Training protocols of classification

In this work, we mainly explore and evaluate different CNN architectures with different model training parameter values in classify breast lesions tasks. These CNN architectures learning from the labeled set, which has major advantages over more traditional approaches that use hand-crafted features. We also evaluate the transfer learning from no-medical datasets due to the lack of big data.

Convolutional neural network architectures

We mainly explore and evaluation AlexNet [27], ZFNet [28], VGG [29], ResNet [30], GoogLeNet [31], and DenseNet [32] with different model training parameter values in classify breast lesions tasks. These deep CNN architectures are described below.


The AlexNet [27] achieved significantly improved performance in ImageNet Large Scale Visual Recognition Competition (2012). AlexNet has five convolution layers, three fully-connected layers and has approximately 60 million free parameters.


The ZFNet architecture was published in [28], the author introduce a novel visualization technique that to reveal why CNN models perform so well. The architecture is based on AlexNet, which is an 8 layer convnet model which has five convolution layers, two fully-connected layers, and a softmax layer.


In VGG [29], the author main contribution is the evaluation of networks of increasing deep, which shows the depth to 16-19 weight layers that can significantly improve the performance. In this paper, we use 16 weight layers (VGG16) as default architecture.


GoogLeNet [31], the authors propose a new module called “Inception” which were based on the Hebbian theory and the intuition of multi-scale processing. The “Inception” layer consists of six convolution layers. The GooLeNet significantly increases the depth of the convolution network, more than 20 layers (two convolution layers and nine “Inception” module).

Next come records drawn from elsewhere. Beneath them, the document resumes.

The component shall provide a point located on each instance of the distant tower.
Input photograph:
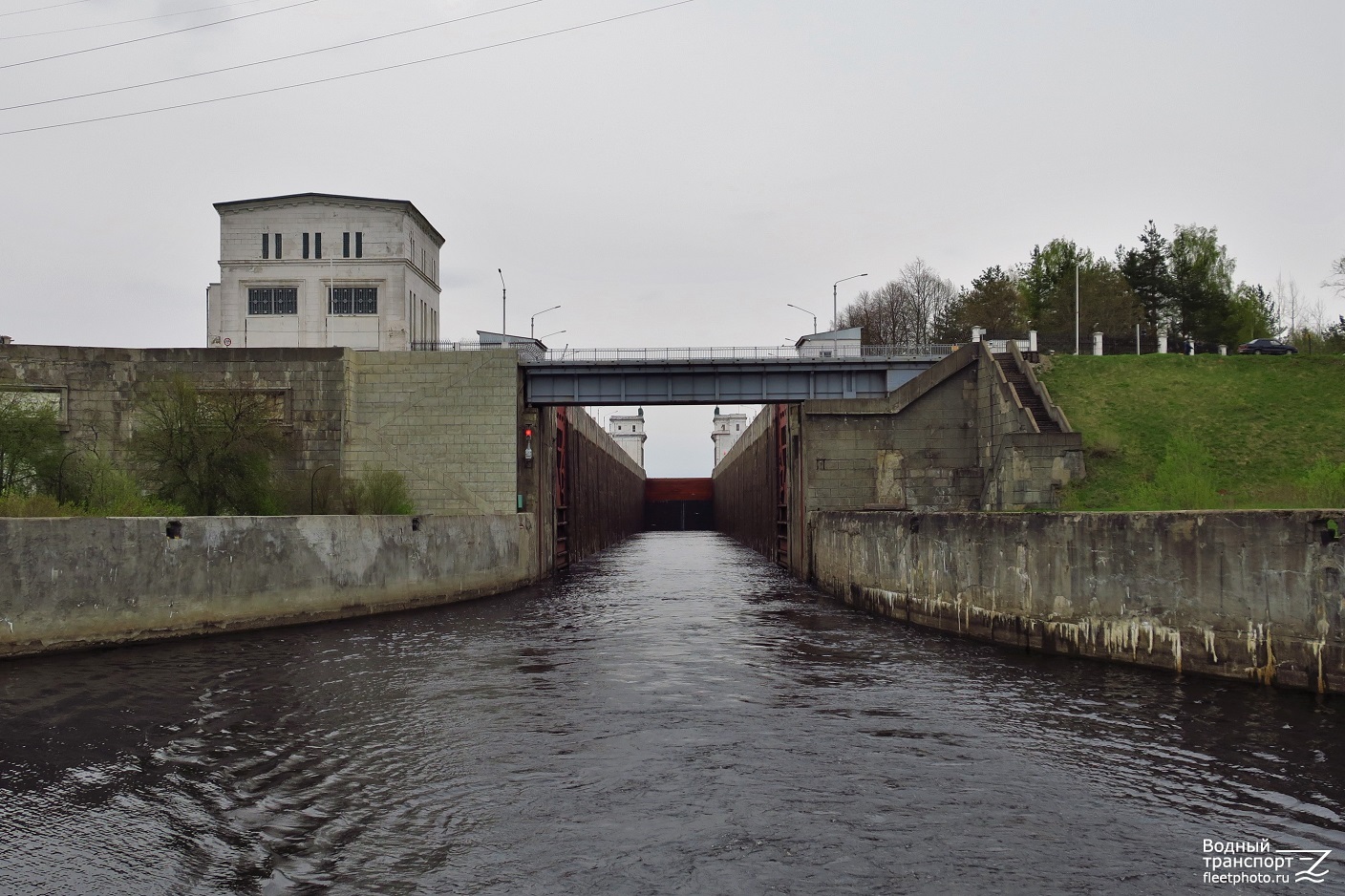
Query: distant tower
(727, 431)
(629, 432)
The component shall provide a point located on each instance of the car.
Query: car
(1266, 348)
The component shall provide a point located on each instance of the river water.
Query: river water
(672, 715)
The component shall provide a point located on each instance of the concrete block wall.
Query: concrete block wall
(745, 487)
(101, 388)
(922, 457)
(1251, 595)
(449, 421)
(93, 582)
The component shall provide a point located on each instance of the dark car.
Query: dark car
(1266, 348)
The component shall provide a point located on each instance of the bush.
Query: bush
(36, 506)
(106, 490)
(1185, 478)
(1324, 484)
(208, 451)
(378, 491)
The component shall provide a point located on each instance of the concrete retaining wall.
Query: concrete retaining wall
(82, 583)
(1251, 595)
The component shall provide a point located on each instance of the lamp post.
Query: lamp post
(1077, 307)
(836, 318)
(807, 312)
(531, 323)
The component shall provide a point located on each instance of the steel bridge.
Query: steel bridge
(736, 375)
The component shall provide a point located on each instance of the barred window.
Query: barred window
(273, 300)
(352, 300)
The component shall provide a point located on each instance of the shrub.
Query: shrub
(1185, 478)
(378, 491)
(35, 506)
(1324, 484)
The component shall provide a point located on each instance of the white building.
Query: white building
(834, 343)
(725, 434)
(322, 269)
(629, 432)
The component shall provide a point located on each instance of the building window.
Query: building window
(352, 300)
(273, 300)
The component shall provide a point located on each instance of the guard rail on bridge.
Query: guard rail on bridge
(734, 374)
(531, 354)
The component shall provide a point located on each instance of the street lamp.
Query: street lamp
(1077, 307)
(807, 312)
(531, 323)
(836, 318)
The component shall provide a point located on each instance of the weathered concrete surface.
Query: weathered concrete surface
(82, 583)
(1251, 595)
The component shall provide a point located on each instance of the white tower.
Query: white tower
(727, 431)
(629, 432)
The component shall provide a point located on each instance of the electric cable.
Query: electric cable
(343, 76)
(19, 12)
(261, 62)
(151, 36)
(109, 25)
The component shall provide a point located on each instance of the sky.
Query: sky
(672, 178)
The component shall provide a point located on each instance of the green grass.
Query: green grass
(1177, 432)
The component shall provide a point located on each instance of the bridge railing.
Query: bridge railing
(813, 352)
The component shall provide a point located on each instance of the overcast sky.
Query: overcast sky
(672, 178)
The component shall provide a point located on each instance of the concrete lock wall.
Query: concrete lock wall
(1249, 595)
(745, 487)
(88, 582)
(606, 487)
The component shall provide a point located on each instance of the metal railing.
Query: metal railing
(813, 352)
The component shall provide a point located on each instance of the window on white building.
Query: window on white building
(273, 300)
(352, 300)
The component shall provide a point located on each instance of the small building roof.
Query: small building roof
(850, 333)
(317, 197)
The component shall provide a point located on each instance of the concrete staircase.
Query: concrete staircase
(1027, 395)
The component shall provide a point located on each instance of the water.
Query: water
(675, 715)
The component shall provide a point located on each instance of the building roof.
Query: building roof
(851, 333)
(293, 197)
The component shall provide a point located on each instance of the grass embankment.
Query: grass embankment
(1169, 432)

In [30], the authors present a residual learning framework to solve the problem which difficult to train deeper CNN, and showing that these residual networks are easier to optimize. The framework explicitly reformulates the layers as learning residual functions. In our paper, we use 50-layers to evaluation and analysis our dataset.


DenseNet [32] connects each layer to every other layer in a feed-forward fashion. DenseNets have several advantages: Effectively solve the vanishing-gradient problem, reduce the number of parameters, feature reuse, and strengthen feature propagation. In this paper, the DenseNet-121 is our default DenseNet architecture for evaluation and analysis our dataset, and the growth rate is k = 32.

Training protocols

Previous many studies have analyzed lesion regions of interest which clinicians manual select ROI from full-size images (LROI) classification based traditional approaches. As we know, no existing work, which classifies breast lesions in ultrasound images have reached the performance requirements for a realistic clinical setting. In this paper, in order to system evaluation the influence of different architecture based CNN, but previously not care factors, we employ CNN to full-size image and LROI image classification. In order to accommodate the CNN architectures described above, all full-size images and LROI images were resized to 256×256 pixels and classified manually as either benign or malignant. We use the caffe framework to train all models, and we train for 2000 epoches which can observe the convergence.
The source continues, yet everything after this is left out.